>>155398>>155399The beige mare concludes her story, and then starts talking about the modern world.
While the horrors in Manehattan were the focus of most of the past month, the last week or so has brought horrors much closer to home. A skirmish and fire on the waterfront killed twenty, and there were efforts to bring in arms that would have killed many more. A member of the trusted city government was found to have committed crimes to terrible to describe. A cult, or at least, something like it, seems to have existed right there in Baltimare, killing many.
But these horrors, terrible as they are, are but a continuation of an even greater series of horrors that have afflicted the Equestrian nation and the world over the past few years. The War killed many and severed the nation in half, and led to the loss of our Princesses, or Elements, and our Principality of a thousand years. The peace that has followed has not been a peace at all. Those on the eastern half have suffered an occupation, a low-grade civil war, the privations of war, and inflation. Those in the west have suffered even greater. For many, the war has not ended at all. Over a million of Equestria's sons remain in captivity. Few, if any payouts of pensions have been made to veterans and the families of veterans.
Daylight Dahliah, Veneer, and Mustard Trim all stand up during the discussion of POWs, as do several other families in the church.
The beige mare continues expressing great sympathy for those suffering, and mentions help the church gives. But with delicacy, she makes her next point. Equestria has been in continuing crisis since at least the return of Nightmare Moon, with the first Changeling invasion, the Storm King, Tirek and so forth.

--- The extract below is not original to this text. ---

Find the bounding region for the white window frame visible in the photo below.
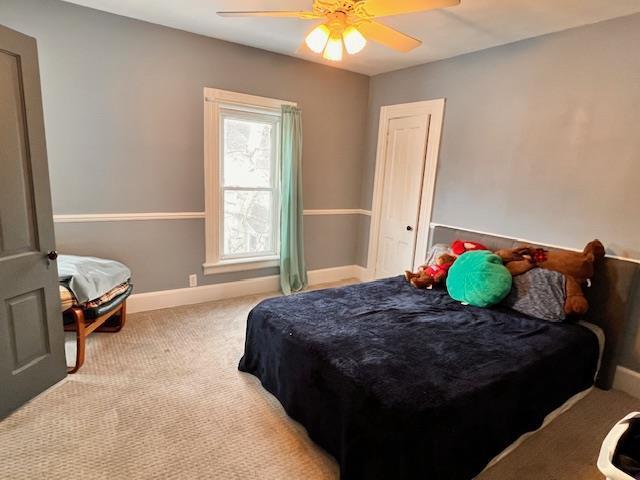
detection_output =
[202,88,296,275]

Much of the remainder of the world has been in crisis even longer. And Equestria has experienced crises in the past. The sufferings of the present - very real and perhaps greater in degree than any before - are not unique, nor are they of unprecedented quality. Many, like those in the town, have suffered before.
And then she gets to her point. The world, as a whole, is like that town, as our world is cut off from all others. Like the town, our world has scarce resources we are sometimes impelled to greedily horde, or fight over. Like the town, we are cut off from all contact with many of our loved ones. While this is most obvious in the case of family and friends of POWs and those who are cut off in foreign nations, it can apply to our loved ones who have passed on. Like the town, we have to wonder if what we do every day will receive any validation from any word other than our own, to justify that it was right and meaningful.
But, the mare explains, our world will find harmony in the same solutions. We must, like the town, realize that we will do no good with greed and war, but must share if we wish to preserve what we value. We must, like the town, accept that we are trapped on this world, and must find meaning and connections here. We must, like the town, come to terms with the fact that we may not soon speak again, or see again, those we love. We must instead take solace in the fact that we love and miss them, and that they love and miss them in kind. We must hold out hope we will meet again when we leave this world. And we must, like the town, accept that what we do might not immediately receive validation outside of this world, but instead realize that what we do matters to us, and it matters to those around us, so make sure we spend our time in productive and moral ways.
And so we learn that however bad things may be, we are all trapped here together. We may as well learn to live in Harmony.